Title VII prohibits employers from discriminating against employees on the basis of race, color, religion, sex or national origin. Title VII does not, however, expressly prohibit sexual orientation discrimination. Although the Equal Employment Opportunity Commission has taken the position that sexual orientation discrimination is a form of sex discrimination, prior to Hively, courts had declined to extend Title VII protection to the victims of discrimination on the basis of their sexual orientation.

The plaintiff in the new Seventh Circuit case, Kimberly Hively, was a part-time professor at Ivy Tech Community College. Between 2009 and 2014, she unsuccessfully applied for at least six full-time positions at the school. In 2014, Ivy Tech declined to renew her contract for part-time work. Believing that she was the subject of discrimination based on her sexual orientation, Hively, who is openly gay, filed a charge of discrimination with the EEOC. The charge read, in relevant part, “I believe I am being blocked from fulltime employment . . . based on my sexual orientation.”

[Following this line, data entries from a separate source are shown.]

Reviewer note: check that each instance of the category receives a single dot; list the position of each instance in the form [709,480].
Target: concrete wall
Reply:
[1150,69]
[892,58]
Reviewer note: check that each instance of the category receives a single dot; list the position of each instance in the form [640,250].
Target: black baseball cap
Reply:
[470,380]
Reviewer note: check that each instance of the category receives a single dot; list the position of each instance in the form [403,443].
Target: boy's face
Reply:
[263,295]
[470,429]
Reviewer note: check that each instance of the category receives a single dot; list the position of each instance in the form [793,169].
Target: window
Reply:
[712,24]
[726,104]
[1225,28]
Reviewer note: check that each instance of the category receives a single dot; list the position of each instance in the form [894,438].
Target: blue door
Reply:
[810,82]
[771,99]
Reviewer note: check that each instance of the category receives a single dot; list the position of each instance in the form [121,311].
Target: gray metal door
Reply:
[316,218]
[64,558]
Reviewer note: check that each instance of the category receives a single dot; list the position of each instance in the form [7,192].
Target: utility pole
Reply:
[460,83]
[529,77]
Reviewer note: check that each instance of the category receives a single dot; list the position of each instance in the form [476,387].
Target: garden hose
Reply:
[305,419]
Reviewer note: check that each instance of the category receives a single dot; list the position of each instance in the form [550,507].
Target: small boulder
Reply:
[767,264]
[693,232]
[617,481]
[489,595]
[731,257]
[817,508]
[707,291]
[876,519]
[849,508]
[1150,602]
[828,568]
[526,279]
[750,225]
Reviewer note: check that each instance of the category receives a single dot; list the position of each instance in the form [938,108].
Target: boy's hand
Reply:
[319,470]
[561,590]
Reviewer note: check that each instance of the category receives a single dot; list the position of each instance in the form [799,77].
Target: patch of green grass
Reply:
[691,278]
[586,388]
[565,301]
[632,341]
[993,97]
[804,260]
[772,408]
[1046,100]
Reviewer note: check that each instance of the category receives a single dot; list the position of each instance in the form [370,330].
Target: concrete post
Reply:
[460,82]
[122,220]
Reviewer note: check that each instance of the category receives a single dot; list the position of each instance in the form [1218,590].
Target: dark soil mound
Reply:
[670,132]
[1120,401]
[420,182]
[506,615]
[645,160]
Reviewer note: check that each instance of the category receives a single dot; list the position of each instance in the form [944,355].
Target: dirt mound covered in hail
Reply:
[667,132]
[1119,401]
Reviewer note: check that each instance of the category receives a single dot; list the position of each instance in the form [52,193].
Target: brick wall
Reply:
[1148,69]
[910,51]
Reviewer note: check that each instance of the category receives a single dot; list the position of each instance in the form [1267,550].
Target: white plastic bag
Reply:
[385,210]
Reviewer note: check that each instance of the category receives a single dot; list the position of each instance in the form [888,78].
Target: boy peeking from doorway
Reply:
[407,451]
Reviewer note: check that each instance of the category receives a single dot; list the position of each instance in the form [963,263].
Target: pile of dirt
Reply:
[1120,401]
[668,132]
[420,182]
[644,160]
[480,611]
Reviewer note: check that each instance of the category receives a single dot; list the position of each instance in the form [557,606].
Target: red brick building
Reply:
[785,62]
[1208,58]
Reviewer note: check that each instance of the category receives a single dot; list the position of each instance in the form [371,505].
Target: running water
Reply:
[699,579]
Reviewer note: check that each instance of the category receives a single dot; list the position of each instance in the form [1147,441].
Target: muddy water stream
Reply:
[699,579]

Hively brought a pro se action against Ivy Tech in the US District Court for the Northern District of Indiana after the EEOC issued her a right-to-sue letter. In her complaint, Hively alleged that, despite meeting all the qualifications for the teaching job and never receiving a negative review, Ivy Tech refused even to interview her for the full-time positions for which she had applied. She stated that she was “[d]enied full time employment and promotions based on sexual orientation in violation of Title VII.” Ivy Tech moved to dismiss on the grounds that sexual orientation is not a protected class under Title VII. Relying on Seventh Circuit precedent, the District Court dismissed Hively’s case, with prejudice.

Hively, now represented by counsel, appealed to the Seventh Circuit. The Seventh Circuit panel affirmed the District Court’s decision, holding that the Seventh Circuit “has undeniably declared that claims for sexual orientation are not cognizable under Title VII.”

A majority of the active judges constituting the Seventh Circuit voted to rehear the case. By an 8-3 vote, the court overturned the panel’s decision. The court acknowledged that prior cases from the Seventh and other circuits had indeed held that Title VII’s prohibition against sex discrimination did not extend to sexual orientation because “Congress had nothing more than the traditional notion of ‘sex’ in mind when it voted to outlaw sex discrimination.” The court also recognized that the Supreme Court has not directly addressed the issue. The court noted, however, that several Supreme Court opinions, including Price Waterhouse v. Hopkins and Oncale v. Sundowner Offshore Services, Inc., have expanded the definition of “sex” in Title VII to protect individuals from gender stereotyping and same-sex sexual harassment.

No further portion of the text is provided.